Because early diagnosis and treatment can reduce the risk of serious complications and deaths related to high blood pressure during pregnancy, reliable, simple and easily accessible tools are needed to help women detect high blood pressure at an early stage, the study authors say.
In adults, a blood pressure reading of 120/80 mmHg (millimeters of mercury) or lower is considered normal or healthy. Pressure readings that are consistently 140/90 mmHg or greater are considered high.
In the tests by Burkard’s team, the app’s readings deviated from those taken with the blood pressure cuff at least half of the time by at least 5 mmHg when measuring the top number, known as systolic blood pressure. In 64 out of 96 readings, the differences were within 15 mmHg, the study found.
Pregnant women typically get their blood pressure checked with a blood pressure cuff at each doctor’s visit, and they may have more regular checkups if they’re diagnosed with high blood pressure.
Since 2014, the number of available smartphone apps measuring blood pressure and pulse rate has surged, researchers note. Apps designed to use the smartphone camera to check blood pressure are very popular, and some of them have been downloaded by a million or more users.
But none of these apps have been validated with published clinical trials. One app was removed from the market after it failed to meet accuracy goals in a trial, the study authors also note.

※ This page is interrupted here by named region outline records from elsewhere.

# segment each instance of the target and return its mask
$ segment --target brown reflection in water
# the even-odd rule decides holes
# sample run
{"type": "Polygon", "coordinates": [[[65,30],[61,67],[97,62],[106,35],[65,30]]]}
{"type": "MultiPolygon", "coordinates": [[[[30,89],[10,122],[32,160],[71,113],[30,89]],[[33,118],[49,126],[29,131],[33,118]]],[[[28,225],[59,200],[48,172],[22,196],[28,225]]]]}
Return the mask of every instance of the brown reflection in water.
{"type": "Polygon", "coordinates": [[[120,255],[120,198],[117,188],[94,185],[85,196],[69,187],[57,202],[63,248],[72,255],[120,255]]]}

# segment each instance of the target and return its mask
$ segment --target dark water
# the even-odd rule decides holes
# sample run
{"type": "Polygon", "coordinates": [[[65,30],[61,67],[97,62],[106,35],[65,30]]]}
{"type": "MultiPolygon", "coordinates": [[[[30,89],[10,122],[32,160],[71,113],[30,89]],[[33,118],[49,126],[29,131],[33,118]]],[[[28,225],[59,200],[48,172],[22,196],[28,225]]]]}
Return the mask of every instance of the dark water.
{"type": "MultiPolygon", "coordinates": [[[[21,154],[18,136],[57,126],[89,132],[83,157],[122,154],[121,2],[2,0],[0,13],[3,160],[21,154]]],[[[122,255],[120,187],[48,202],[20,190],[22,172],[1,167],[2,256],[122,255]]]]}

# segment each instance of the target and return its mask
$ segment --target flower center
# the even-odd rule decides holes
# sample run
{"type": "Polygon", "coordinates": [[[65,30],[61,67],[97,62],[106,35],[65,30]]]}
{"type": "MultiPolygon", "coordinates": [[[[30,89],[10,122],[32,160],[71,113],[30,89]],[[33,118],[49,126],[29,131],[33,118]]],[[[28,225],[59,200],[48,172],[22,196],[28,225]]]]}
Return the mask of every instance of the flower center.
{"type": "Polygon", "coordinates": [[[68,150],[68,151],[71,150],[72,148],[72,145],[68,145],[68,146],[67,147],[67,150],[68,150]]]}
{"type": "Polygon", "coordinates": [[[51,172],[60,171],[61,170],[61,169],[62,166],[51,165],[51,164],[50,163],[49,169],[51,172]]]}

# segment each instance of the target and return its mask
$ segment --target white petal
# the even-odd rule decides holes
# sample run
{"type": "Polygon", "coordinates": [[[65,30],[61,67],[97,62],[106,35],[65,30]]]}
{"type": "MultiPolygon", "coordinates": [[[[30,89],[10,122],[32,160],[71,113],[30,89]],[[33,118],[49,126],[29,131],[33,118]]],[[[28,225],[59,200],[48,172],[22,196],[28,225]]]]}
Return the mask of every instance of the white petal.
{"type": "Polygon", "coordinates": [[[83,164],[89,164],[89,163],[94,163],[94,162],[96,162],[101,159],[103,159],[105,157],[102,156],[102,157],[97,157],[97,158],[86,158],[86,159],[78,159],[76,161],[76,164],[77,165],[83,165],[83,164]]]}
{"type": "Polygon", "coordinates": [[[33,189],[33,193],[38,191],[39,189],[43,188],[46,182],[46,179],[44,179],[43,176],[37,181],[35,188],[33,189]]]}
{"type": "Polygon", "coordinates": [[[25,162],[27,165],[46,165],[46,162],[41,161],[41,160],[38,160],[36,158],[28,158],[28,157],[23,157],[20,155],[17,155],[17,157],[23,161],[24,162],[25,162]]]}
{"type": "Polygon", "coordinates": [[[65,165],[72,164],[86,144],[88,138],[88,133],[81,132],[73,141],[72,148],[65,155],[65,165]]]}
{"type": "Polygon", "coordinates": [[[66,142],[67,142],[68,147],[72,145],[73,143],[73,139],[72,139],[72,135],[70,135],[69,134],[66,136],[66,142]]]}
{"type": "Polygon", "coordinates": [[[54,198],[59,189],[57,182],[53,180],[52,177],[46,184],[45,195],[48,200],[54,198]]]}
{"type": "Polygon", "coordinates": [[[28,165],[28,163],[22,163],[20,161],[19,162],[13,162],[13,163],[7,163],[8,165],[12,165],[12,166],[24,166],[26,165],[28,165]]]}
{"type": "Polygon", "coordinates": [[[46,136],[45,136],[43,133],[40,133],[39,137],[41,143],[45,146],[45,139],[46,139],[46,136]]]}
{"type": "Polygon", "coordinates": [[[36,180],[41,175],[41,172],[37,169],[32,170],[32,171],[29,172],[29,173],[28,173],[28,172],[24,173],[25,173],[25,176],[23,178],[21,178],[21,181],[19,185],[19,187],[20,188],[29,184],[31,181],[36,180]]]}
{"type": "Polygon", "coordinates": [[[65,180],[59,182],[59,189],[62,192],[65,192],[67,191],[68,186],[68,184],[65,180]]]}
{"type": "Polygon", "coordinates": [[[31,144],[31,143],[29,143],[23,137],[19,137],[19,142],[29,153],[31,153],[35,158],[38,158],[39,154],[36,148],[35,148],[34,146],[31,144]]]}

While apps might one day deliver on their potential for giving consumers an easy way to monitor their blood pressure, there isn’t enough evidence yet to recommend any apps to consumers, said Kumanan Wilson, a scientist at Ottawa Hospital Research Institute in Canada who wasn’t involved in the study.
“There is substantial value in developing similar applications that are effective in determining blood pressure in pregnant women because of convenience and ease of access,” Wilson said by email.
Even though the app in the study failed to achieve this goal, the research is still critical to helping scientists eventually come up with an app that works, Wilson said.
“Evaluations such as the one conducted in this study are uncommon but are needed for consumers to have confidence in the information they are receiving as it can influence healthcare decisions,” Wilson said. “In the case of high risk populations, such as pregnant women with hypertension, this is particularly relevant.”